Dizia o escritor Alceu Amoroso Lima : “o passado não é tanto o que passou, mas o que ficou”.
Aplicando esta sentença ao Concílio Vaticano II, diminui a inquietação de saber se ele ainda é do presente, ou se já pertence ao passado. Pois o que de fato importa dos acontecimentos é o que deles ficou.
Poderíamos ir elencando tantas heranças positivas deste grande Concílio, realizado há 50 anos atrás. Basta conferir como era a situação da Igreja antes do Concílio, para perceber como ele proporcionou mudanças muito significativas, e que ainda permanecem.
Um fato pitoresco, mas que não deixa de sinalizar as profundas mudanças efetivadas pelo Concílio, era a maneira como os bispos reunidos em Concílio celebravam a Eucaristia. Não havia ainda a “concelebração”, que possibilita todos participarem da mesma Eucaristia. Cada um celebrava a sua missa. E cada um precisava garantir ao menos um sacristão, que servisse de “ajudante” da missa. A solução era simples: quem celebrasse primeiro, servia depois de sacristão para o outro. No sub-solo da grande casa de encontros onde os bispos brasileiros estavam hospedados, havia dezenas de pequenos altares, onde em cada madrugada começava o revezamento das missas, onde todos se sentiam “celebrantes e ajudantes”, mas não “concelebrantes”!
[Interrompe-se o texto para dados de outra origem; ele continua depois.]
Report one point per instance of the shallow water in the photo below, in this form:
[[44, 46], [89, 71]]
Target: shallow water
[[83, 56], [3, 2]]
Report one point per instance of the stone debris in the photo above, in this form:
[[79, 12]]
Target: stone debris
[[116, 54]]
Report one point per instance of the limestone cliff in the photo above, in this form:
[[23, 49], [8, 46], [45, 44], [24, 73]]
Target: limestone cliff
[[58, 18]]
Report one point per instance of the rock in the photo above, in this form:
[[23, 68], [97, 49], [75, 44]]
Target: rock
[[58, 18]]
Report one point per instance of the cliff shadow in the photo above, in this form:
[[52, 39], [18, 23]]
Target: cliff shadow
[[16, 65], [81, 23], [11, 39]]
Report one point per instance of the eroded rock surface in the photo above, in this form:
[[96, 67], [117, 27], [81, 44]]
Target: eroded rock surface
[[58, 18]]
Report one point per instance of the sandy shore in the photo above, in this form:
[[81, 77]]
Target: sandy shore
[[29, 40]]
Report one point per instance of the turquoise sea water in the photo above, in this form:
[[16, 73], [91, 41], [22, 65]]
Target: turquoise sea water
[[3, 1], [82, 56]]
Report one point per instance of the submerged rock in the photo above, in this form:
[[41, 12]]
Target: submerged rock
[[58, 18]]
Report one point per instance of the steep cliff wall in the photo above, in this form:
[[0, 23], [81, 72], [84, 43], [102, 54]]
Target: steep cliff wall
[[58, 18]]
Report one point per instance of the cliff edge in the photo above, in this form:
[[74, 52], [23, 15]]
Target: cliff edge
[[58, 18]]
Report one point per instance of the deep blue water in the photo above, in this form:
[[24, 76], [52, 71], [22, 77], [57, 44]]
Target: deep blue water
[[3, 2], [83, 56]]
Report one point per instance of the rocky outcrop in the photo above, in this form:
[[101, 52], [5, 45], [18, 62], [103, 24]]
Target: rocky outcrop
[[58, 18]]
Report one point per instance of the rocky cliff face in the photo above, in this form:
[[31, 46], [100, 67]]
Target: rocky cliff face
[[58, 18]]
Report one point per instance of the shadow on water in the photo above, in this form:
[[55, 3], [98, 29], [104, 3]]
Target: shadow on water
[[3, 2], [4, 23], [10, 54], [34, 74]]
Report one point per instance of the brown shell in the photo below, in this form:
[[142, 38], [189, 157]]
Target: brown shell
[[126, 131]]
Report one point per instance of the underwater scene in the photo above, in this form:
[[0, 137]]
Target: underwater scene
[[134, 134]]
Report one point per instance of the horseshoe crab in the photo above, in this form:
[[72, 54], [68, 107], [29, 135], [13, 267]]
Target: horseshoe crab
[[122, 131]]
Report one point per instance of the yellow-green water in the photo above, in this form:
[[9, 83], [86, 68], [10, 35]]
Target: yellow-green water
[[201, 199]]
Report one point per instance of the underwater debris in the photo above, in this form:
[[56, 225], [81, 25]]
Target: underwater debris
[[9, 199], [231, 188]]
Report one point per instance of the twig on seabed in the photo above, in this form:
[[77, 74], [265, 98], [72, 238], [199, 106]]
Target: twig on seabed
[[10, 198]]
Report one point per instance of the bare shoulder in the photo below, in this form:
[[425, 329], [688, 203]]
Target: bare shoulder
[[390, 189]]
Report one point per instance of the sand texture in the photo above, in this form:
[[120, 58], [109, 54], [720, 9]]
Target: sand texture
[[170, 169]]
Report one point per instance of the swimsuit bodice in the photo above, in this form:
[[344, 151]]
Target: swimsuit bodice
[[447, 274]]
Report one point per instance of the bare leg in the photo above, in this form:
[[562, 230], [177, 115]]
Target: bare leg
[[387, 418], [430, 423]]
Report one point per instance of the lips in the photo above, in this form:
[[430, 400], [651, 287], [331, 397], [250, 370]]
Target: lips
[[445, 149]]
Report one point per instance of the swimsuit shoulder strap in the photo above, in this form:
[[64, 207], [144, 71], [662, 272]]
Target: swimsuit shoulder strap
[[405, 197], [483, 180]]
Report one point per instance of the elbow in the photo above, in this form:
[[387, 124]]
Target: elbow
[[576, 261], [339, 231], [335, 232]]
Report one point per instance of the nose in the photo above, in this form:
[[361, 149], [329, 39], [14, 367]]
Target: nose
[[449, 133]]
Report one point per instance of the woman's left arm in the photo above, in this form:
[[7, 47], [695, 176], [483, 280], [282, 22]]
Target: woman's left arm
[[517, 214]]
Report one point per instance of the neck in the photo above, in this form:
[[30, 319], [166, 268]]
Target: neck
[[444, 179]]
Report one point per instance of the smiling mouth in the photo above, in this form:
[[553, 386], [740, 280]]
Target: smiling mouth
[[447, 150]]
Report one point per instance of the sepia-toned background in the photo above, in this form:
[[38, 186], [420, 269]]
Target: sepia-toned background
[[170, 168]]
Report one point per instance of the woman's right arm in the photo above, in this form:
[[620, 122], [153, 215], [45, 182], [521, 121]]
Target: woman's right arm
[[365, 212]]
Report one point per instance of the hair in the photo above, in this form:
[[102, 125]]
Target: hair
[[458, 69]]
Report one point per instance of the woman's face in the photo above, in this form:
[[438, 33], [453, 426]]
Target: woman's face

Fato semelhante acontecia diariamente, no início dos trabalhos conciliares. A sessão sempre iniciava com a missa, celebrada por um dos bispos. Portanto, não”concelebrada” por todos. Os bispos “assistiam” à missa que um deles celebrava!
Isto acabou sendo um fator positivo, para os bispos se darem conta de quantas coisas da liturgia precisavam ser renovadas.
Na semana passada tive a oportunidade de dialogar com diversas turmas de agentes de pastoral, em São Luís do Maranhão, e em Belém do Pará. Foi surpreendente o interesse demonstrado pelo Concílio, na medida em que se recuperava a memória dos fatos que compuseram o cenário de sua realização. A mostrar como o Concílio ainda tem uma mensagem muito atual e positiva a transmitir, para animar a caminhada de renovação eclesial, que o Concílio impulsionou, e que agora devemos levar adiante.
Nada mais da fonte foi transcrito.